The check is made only  if there is a process with that pid:

if [ ! -d /proc/`cat "$pid_file"` ]; then	
   rm "$pid_file"
   ocf_log debug "PID File \"$pid_file\" Was Removed - PID Does Not Exist";
   return 0;
fi

return 1;

and may occur than there is, after the reboot of the node, a process with the same pid, but that is not the httpd!

In my opinion will be nice to delete all pid file when cman startup.

Comment 1 Marek Grac 2012-10-01 08:56:09 UTC
@Luca:

Thanks, for reporting bug. Yours objection is correct and such scenario can occur. But I'm not sure about deleting all PID files. If user will run instance of application independetly of resource manager then we can cause a data corruption (e.g in database server). 

What do you think about adding another condition where we will check if /proc/PID/cmdline contains given string (e.g. httpd)?

Comment 2 Luca Visconti 2012-10-01 11:11:11 UTC
@Marek
Mine was a quick and dirt solution only for my own problem: I think that your suggestion is much better.
Thank you.

Comment 3 Marek Grac 2012-10-08 10:11:39 UTC
Created attachment 623377 [details]
Proposed patch

Proposed patch that changes library and resource agent for httpd.
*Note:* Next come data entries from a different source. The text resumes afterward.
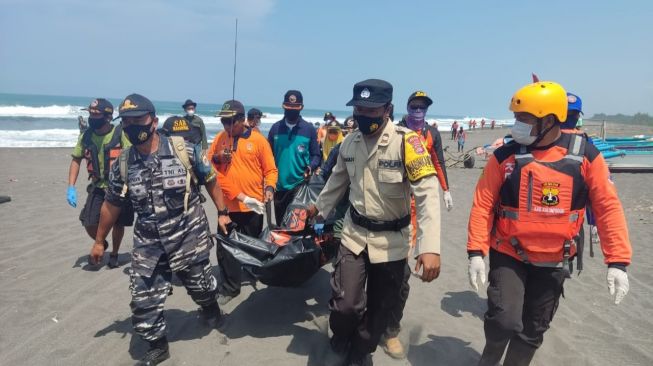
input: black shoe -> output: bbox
[347,353,374,366]
[107,254,120,269]
[136,338,170,366]
[199,302,225,329]
[324,335,349,366]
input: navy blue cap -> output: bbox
[282,90,304,109]
[217,99,245,118]
[118,94,156,118]
[181,99,197,109]
[347,79,392,108]
[247,108,263,118]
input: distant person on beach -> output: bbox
[161,99,209,151]
[268,90,322,224]
[467,82,632,365]
[207,100,278,305]
[456,126,467,152]
[451,121,458,141]
[322,119,344,162]
[309,79,440,365]
[560,93,600,250]
[382,90,453,359]
[77,116,88,133]
[245,108,263,133]
[91,94,231,365]
[67,98,134,268]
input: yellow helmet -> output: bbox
[510,81,567,123]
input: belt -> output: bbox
[349,206,410,231]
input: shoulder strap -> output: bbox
[118,147,131,197]
[109,124,122,147]
[565,134,585,162]
[169,136,198,212]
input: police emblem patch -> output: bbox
[408,135,425,154]
[120,99,138,111]
[542,182,560,206]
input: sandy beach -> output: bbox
[0,125,653,366]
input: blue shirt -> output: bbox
[268,117,321,191]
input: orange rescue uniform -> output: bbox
[467,133,632,266]
[208,130,279,212]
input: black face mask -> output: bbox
[88,117,107,130]
[283,109,301,123]
[123,122,154,145]
[354,114,383,135]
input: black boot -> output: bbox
[503,336,537,366]
[347,353,374,366]
[478,339,508,366]
[199,302,224,329]
[136,337,170,366]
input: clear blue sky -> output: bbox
[0,0,653,117]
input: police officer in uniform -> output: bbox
[161,99,209,151]
[309,79,440,365]
[91,94,231,365]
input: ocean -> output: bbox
[0,93,513,147]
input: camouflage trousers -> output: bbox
[129,255,218,342]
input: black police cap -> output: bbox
[347,79,392,108]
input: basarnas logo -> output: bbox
[120,99,138,112]
[542,182,560,206]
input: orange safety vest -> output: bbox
[493,135,589,269]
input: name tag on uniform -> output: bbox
[161,158,186,189]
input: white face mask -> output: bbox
[510,121,537,146]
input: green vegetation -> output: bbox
[588,113,653,126]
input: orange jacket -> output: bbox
[208,130,279,212]
[467,134,632,264]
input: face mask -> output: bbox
[354,114,383,135]
[510,121,537,146]
[283,109,300,124]
[123,122,154,145]
[88,117,107,130]
[406,107,426,131]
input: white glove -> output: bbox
[590,225,601,244]
[442,191,453,211]
[243,196,265,215]
[468,255,485,292]
[607,268,630,305]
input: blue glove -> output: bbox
[67,186,77,207]
[313,223,324,236]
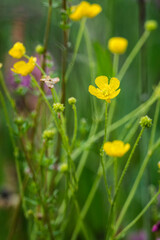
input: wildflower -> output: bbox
[144,20,158,32]
[40,76,60,89]
[69,1,102,21]
[139,115,152,128]
[35,44,44,54]
[8,42,26,59]
[59,163,68,173]
[53,103,65,113]
[108,37,128,54]
[11,57,37,76]
[103,140,130,157]
[68,97,77,105]
[43,128,56,141]
[152,222,160,232]
[88,76,120,103]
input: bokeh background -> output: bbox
[0,0,160,240]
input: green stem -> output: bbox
[112,54,119,77]
[65,18,86,82]
[72,94,158,159]
[0,70,16,111]
[106,128,144,240]
[71,104,78,149]
[115,140,160,232]
[0,91,23,199]
[72,115,141,239]
[149,100,160,148]
[114,190,160,240]
[118,30,150,81]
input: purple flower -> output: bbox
[152,222,160,232]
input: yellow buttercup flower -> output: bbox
[8,42,26,58]
[11,57,37,76]
[88,76,120,103]
[103,140,130,157]
[69,1,102,21]
[108,37,128,54]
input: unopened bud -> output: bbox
[68,97,77,105]
[59,163,68,173]
[35,44,44,54]
[144,20,158,32]
[139,115,152,128]
[43,128,56,141]
[53,103,65,113]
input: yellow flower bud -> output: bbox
[139,115,152,128]
[68,97,77,105]
[108,37,128,54]
[53,103,65,113]
[35,44,44,54]
[69,1,102,21]
[144,20,158,32]
[59,163,68,173]
[8,42,26,59]
[11,57,37,76]
[103,140,130,157]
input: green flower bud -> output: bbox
[53,103,65,113]
[43,128,56,141]
[59,163,68,173]
[35,44,44,54]
[14,116,24,127]
[144,20,158,32]
[68,97,77,105]
[139,115,152,128]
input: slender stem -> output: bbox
[42,0,52,71]
[0,70,16,111]
[65,18,86,82]
[115,138,160,232]
[72,94,158,159]
[114,190,160,240]
[71,104,78,149]
[106,128,144,240]
[100,102,112,204]
[112,54,119,77]
[118,30,150,81]
[149,100,160,148]
[61,0,68,104]
[72,114,142,239]
[0,91,23,198]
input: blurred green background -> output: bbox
[0,0,160,240]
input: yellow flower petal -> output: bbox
[108,37,128,54]
[8,42,26,59]
[87,4,102,18]
[109,77,120,90]
[109,89,121,99]
[69,1,102,21]
[88,85,105,100]
[103,140,130,157]
[11,57,36,76]
[95,76,108,90]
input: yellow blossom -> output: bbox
[8,42,26,58]
[88,76,120,103]
[11,57,37,76]
[103,140,130,157]
[108,37,128,54]
[69,1,102,21]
But we will very likely need to change all agents. 

Please test if it is possible

Comment 8 David Vossel 2013-05-28 20:18:53 UTC
This patch shouldn't be necessary.

I don't understand how this issue could be possible.  These pidfiles should be placed in /var/run/cluster and that directory is cleaned out on startup.

Comment 9 Luca Visconti 2013-05-29 08:28:48 UTC
Hi David,
   the proble was exactly this: the PID files were not deleted.
When reporting the problem I suggested : "In my opinion will be nice to delete all pid file when cman startup."

It's possibile that the dir /var/run/cluster has been cleaned out only in recent version ? The bug was reported two years ago.

Comment 10 David Vossel 2013-05-29 13:23:22 UTC
(In reply to Luca Visconti from comment #9)
> Hi David,
>    the proble was exactly this: the PID files were not deleted.
> When reporting the problem I suggested : "In my opinion will be nice to
> delete all pid file when cman startup."
> 
> It's possibile that the dir /var/run/cluster has been cleaned out only in
> recent version ? The bug was reported two years ago.

Yep, my guess is in rhel5 the /var/run directory was not cleaned out, but that behavior was introduced in rhel6.  Nothing should be required now that this bug is targeting rhel 6.

-- Vossel

Comment 11 David Vossel 2013-05-29 20:40:56 UTC
Luca, Can you confirm this issue is not present in rhel6? If so we can close the issue.

-- Vossel

Comment 13 Luca Visconti 2013-06-17 08:52:47 UTC
(In reply to David Vossel from comment #11)
> Luca, Can you confirm this issue is not present in rhel6? If so we can close
> the issue.
> 
> -- Vossel

Hi David,
   I can't do that: I've no enviroment with this type of installation and RHEL6.